Verification and Benchmarks

Documentation

Test case

To verify and benchmark the field solver, we consider a circular geometry with a hole in the middle where the radial coordinate is defined as $\rho = \sqrt{x^2+y^2}$ . The geometry is confined between the radial values $\rho_{min}=0.2$ and $\rho_{max}=0.4$ . To define the test functions and coefficients, we introduce the normalized flux label and the geometric poloidal angle , defined as follows: $\begin{align} \rho_N = &\frac{\rho-\rho_{min}}{\rho_{max} - \rho_{min}}, \\ \tan\theta = &\frac{y}{x}. \end{align}$ The test functions are defined as: $\begin{align} \phi = & \cos\left( \frac{3}{2}\pi\rho_N\right) \sin(4\theta) + 1.3 \\ c = & 1.1 + \cos\left(\frac{\pi}{2}\rho_N\right) \cos(3\theta) \\ \lambda = & \rho\sin(\theta) \\ \xi = & \sqrt{\rho} \left(2+\cos(\theta)\right). \end{align}$ With these functions, we can compute the right-hand side $b$ at the inner mesh points analytically.

At the outer Boundary $\rho_{max}=0.4$ , we apply Dirichlet boundary conditions, where the values at the boundary and ghost points are prescribed according to the solution. On the inner boundary $\rho_{max}=0.2$ we can either set Dirichlet boundary conditions in the same manner or prescribe Neumann boundary conditions, which are according to the prescribed solution zero normal gradient.

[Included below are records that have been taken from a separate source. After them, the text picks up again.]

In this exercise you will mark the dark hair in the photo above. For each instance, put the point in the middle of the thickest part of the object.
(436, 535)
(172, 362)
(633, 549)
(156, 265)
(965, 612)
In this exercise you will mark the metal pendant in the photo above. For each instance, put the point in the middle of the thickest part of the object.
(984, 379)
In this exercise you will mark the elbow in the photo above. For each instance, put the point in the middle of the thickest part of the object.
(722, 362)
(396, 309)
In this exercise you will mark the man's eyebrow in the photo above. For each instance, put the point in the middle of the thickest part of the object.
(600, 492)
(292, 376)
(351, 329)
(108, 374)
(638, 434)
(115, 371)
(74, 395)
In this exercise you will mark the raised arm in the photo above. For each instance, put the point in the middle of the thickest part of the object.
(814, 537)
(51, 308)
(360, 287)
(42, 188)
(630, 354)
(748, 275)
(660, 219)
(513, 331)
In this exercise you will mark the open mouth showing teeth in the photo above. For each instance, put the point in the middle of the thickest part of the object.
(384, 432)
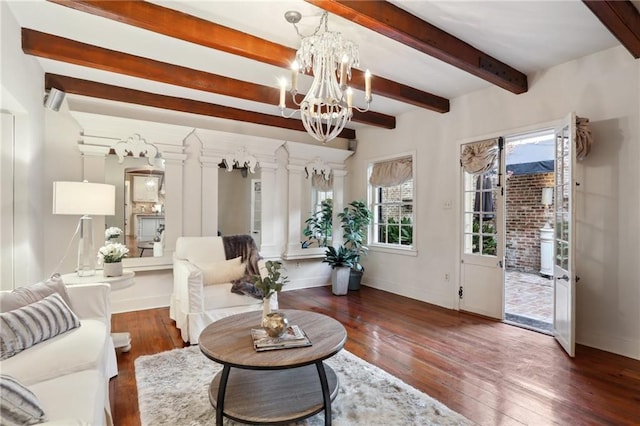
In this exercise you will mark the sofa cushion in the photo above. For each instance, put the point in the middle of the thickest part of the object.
(77, 398)
(221, 272)
(23, 296)
(18, 405)
(29, 325)
(80, 349)
(200, 249)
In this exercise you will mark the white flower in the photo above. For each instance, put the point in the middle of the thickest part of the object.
(112, 253)
(113, 232)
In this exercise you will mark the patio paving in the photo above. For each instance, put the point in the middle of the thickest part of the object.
(529, 297)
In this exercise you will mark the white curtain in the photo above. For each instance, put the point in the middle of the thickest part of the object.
(584, 138)
(479, 157)
(391, 173)
(319, 182)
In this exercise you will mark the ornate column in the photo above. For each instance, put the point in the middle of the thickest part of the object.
(338, 204)
(269, 247)
(294, 237)
(209, 195)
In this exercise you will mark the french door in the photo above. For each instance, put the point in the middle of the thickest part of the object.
(564, 247)
(481, 290)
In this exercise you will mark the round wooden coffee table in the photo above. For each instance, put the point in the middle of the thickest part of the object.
(275, 386)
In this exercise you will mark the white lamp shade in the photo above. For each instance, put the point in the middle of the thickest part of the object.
(547, 196)
(84, 198)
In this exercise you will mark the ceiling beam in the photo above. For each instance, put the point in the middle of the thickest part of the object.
(66, 50)
(622, 19)
(76, 86)
(401, 26)
(189, 28)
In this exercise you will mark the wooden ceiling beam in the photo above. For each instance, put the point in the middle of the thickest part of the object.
(70, 51)
(399, 25)
(622, 19)
(189, 28)
(93, 89)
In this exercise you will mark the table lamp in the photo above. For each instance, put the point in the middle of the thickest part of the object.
(85, 199)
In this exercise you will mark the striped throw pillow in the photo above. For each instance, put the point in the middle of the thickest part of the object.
(18, 405)
(24, 327)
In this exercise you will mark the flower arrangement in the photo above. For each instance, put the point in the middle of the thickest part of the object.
(112, 253)
(274, 280)
(112, 233)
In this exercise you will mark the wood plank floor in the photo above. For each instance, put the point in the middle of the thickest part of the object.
(493, 373)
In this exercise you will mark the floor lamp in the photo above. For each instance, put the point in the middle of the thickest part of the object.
(85, 199)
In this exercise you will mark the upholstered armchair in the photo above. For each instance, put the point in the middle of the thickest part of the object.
(205, 270)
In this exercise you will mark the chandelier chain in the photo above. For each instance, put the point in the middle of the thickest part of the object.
(324, 18)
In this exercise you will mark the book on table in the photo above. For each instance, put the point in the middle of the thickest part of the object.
(293, 337)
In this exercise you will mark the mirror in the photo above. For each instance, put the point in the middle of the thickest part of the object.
(140, 203)
(240, 202)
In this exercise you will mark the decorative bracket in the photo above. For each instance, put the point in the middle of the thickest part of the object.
(240, 158)
(136, 146)
(319, 167)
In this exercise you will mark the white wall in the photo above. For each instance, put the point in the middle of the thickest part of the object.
(22, 91)
(605, 87)
(234, 201)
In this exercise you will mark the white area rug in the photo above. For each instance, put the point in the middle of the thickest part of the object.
(173, 390)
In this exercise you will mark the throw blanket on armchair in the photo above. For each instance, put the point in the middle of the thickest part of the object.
(244, 246)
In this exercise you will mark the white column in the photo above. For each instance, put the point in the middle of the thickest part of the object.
(338, 204)
(174, 200)
(210, 171)
(295, 201)
(94, 161)
(269, 247)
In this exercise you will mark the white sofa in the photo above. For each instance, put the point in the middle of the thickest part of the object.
(69, 373)
(196, 304)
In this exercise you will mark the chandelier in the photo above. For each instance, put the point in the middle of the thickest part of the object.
(328, 105)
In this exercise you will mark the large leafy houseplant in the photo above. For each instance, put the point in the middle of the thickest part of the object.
(341, 261)
(354, 220)
(273, 282)
(340, 257)
(320, 225)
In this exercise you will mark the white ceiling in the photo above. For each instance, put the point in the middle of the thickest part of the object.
(527, 35)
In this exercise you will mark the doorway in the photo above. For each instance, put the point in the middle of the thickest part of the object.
(529, 183)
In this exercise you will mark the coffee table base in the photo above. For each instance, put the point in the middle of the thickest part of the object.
(274, 396)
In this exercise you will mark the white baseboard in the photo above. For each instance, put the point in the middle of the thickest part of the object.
(140, 303)
(617, 345)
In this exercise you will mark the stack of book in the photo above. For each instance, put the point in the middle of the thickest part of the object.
(293, 337)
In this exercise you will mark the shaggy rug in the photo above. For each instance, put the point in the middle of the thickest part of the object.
(173, 390)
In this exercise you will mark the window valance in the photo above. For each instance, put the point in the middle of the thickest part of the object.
(391, 173)
(479, 157)
(319, 182)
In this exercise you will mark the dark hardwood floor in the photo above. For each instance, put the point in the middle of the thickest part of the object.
(493, 373)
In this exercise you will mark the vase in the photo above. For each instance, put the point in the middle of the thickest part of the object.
(266, 310)
(112, 269)
(275, 324)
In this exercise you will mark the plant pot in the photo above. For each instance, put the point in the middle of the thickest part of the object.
(112, 269)
(355, 277)
(340, 280)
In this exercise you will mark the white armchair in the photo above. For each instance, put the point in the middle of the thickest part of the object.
(202, 277)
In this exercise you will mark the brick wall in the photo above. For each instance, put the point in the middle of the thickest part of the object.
(524, 218)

We note that the test case is representative of more complex geometry (divertors etc.) due to the usage of a locally Cartesian mesh. At the same time it allows to scale the problem size quickly.

Verification

Given the right-hand side, boundary conditions, and coefficients, we numerically solve the field equation and compare the obtained solution with the prescribed analytical solution. To assess the accuracy of the numerical solution, we measure the numerical error in both the L2-norm and the supremum norm, as a function of the Cartesian grid resolution $h:=\Delta x= \Delta y$ . We subsequently double the grid resolution from $h=4\cdot10^{-3}$ resulting in 25,726 grid points up to $h=1.25\cdot10^{-4}$ resulting in 24,196,346 grid points. When doubling the resolution, we also increase the number of multigrid levels by one (starting with 4), such that the coarsest mesh always remains the same.

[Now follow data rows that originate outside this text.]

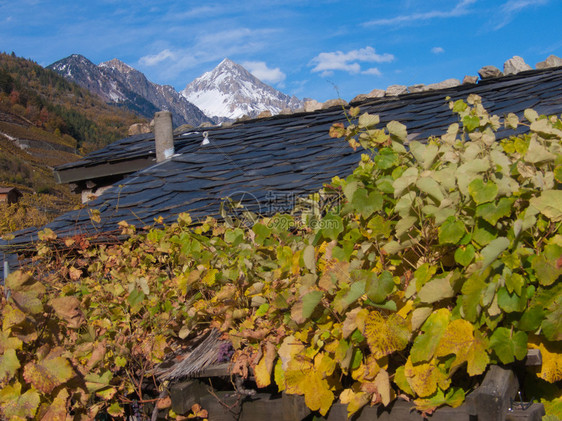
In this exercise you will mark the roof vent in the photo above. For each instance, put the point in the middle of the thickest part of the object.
(163, 135)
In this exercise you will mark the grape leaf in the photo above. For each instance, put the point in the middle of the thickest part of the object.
(459, 339)
(425, 344)
(48, 373)
(482, 193)
(16, 405)
(509, 347)
(9, 364)
(386, 335)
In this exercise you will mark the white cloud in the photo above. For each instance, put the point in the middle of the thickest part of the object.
(326, 63)
(260, 70)
(153, 60)
(512, 7)
(372, 71)
(460, 9)
(203, 48)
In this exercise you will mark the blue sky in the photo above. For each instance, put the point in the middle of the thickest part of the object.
(318, 49)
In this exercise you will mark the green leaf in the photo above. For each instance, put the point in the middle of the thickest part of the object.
(425, 154)
(492, 212)
(531, 115)
(472, 293)
(482, 193)
(378, 288)
(483, 232)
(537, 153)
(436, 290)
(464, 255)
(367, 203)
(367, 120)
(309, 303)
(510, 302)
(509, 347)
(425, 344)
(332, 226)
(546, 270)
(531, 319)
(309, 258)
(493, 250)
(346, 297)
(430, 187)
(451, 231)
(386, 158)
(549, 203)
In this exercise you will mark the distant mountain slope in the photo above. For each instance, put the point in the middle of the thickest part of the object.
(45, 121)
(119, 83)
(229, 91)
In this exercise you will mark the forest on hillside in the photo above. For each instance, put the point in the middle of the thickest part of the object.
(47, 121)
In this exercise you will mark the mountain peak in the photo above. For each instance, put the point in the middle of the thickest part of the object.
(229, 91)
(117, 65)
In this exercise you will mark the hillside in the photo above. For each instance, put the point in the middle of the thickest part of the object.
(46, 121)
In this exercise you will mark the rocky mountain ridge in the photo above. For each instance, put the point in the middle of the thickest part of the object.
(119, 83)
(224, 94)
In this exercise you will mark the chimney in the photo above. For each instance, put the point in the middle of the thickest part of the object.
(163, 135)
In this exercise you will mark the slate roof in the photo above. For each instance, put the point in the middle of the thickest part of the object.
(282, 156)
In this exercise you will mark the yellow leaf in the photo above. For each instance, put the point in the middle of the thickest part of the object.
(302, 378)
(324, 364)
(288, 349)
(367, 370)
(459, 339)
(386, 335)
(384, 393)
(355, 400)
(264, 367)
(551, 368)
(57, 410)
(279, 376)
(422, 378)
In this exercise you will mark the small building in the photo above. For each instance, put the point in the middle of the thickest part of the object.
(9, 195)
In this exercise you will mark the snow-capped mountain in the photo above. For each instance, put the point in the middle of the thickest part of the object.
(117, 82)
(229, 91)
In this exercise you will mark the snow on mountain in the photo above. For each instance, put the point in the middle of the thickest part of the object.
(117, 82)
(229, 91)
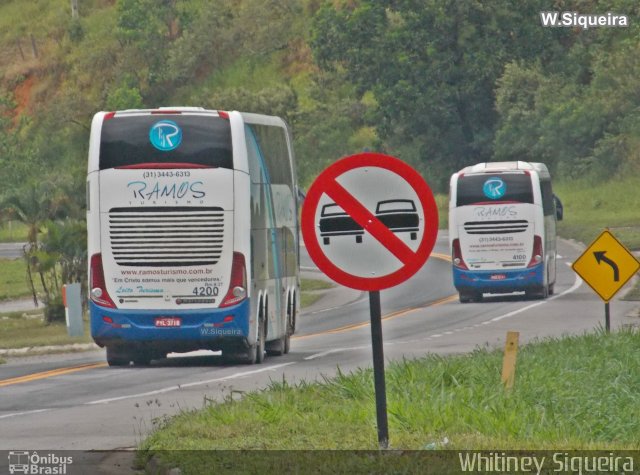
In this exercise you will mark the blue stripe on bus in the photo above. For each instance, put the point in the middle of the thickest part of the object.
(508, 281)
(196, 324)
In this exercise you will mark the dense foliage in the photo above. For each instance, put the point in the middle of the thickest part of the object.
(439, 83)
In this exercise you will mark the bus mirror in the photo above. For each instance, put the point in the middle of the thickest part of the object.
(559, 208)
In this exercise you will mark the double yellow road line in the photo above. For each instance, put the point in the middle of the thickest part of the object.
(50, 373)
(73, 369)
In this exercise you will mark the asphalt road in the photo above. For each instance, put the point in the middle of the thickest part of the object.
(96, 407)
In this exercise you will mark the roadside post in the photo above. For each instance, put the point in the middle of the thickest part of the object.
(606, 265)
(369, 222)
(73, 309)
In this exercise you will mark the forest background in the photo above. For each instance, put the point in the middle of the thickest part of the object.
(440, 84)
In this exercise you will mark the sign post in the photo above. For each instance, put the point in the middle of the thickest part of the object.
(606, 265)
(369, 222)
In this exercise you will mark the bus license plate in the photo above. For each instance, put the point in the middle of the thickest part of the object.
(168, 322)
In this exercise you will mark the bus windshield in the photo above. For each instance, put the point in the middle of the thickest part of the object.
(204, 141)
(488, 188)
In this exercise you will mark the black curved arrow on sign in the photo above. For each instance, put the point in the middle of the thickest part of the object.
(600, 257)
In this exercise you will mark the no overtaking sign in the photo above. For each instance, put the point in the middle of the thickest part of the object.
(369, 221)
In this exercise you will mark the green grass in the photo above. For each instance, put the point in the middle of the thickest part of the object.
(573, 393)
(13, 279)
(13, 231)
(27, 329)
(589, 209)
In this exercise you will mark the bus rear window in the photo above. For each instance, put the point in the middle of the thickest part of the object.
(488, 188)
(166, 139)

The result of this analysis is presented in the figures below. For the case with purely Dirichlet boundary conditions, we observe second-order convergence. However, for the case with Neumann boundary conditions, we only first-order convergence is obtained due to the less accurate numerical discretization of the Neumann boundary conditions.

Numerical error in the L2-norm (blue) and supremum norm (orange) of the field solver for Dirichlet (left) and Neumann (right) boundary conditions at the core, as a function of mesh size. The numerical errors align very well to the theoretical scalings (gray lines), which is second-order for the Dirichlet and first-order for the Neuman case.

Performance benchmarks

We run performance benchmarks on the Raven supercomputer of the Max Planck Computing and Data Facility. Raven has Intel Xeon IceLake architecture with 72 cores per nodes and 4 Nvidia A100 GPUs per node. First we check the OpenMP scaling of the field solver for a fixed problem size of $h = 5\cdot10^{-4}$ resulting in 1,525,174 grid points, a bit larger than current typicall production runs. For the given problem size the performance satrts to deviate strongly frm the ideal scaling already around 12 OMP threads.

OpenMP scaling of field solver for fixed problem size of 1,525,174 grid points. The update routine is shown in blue and the solve routine in orange with the optimum scaling in gray.

Next we explore the scaling of the solver for varying problem size, ranging from $h = 4.00E-03$ with 25,726 grid points to $h=1.25E-04$ with 24,196,346 grid points. With each doubling of the resolution, we also increased the number of multigrid levels by one, starting with 4 levels. To ensure a fair comparison between the Fortran CPU implementation and the GPU implementation from the PAccX library, we fixed the number of OpenMP threads at 18. The CPU implementation exhibits near-linear scaling with problem size, as theoretically expected. The GPU implementation, while significantly faster overall, approaches near-linear scaling only at very high resolutions.

Scaling of solver performance in dependence of problem size carried out on a quarter Raven node. Left: For OpenMP parallelised Fortran solver (MGMRES), . The update phase of the solver (blue) follows a linear scaling $O(N)$ and the solve phase (orange) a $O(N\logN)$ scaling. Right: For GPU accelarated solver (MGMRES_GPU) the alignment to the theoretical scalings is only approached for large system sizes.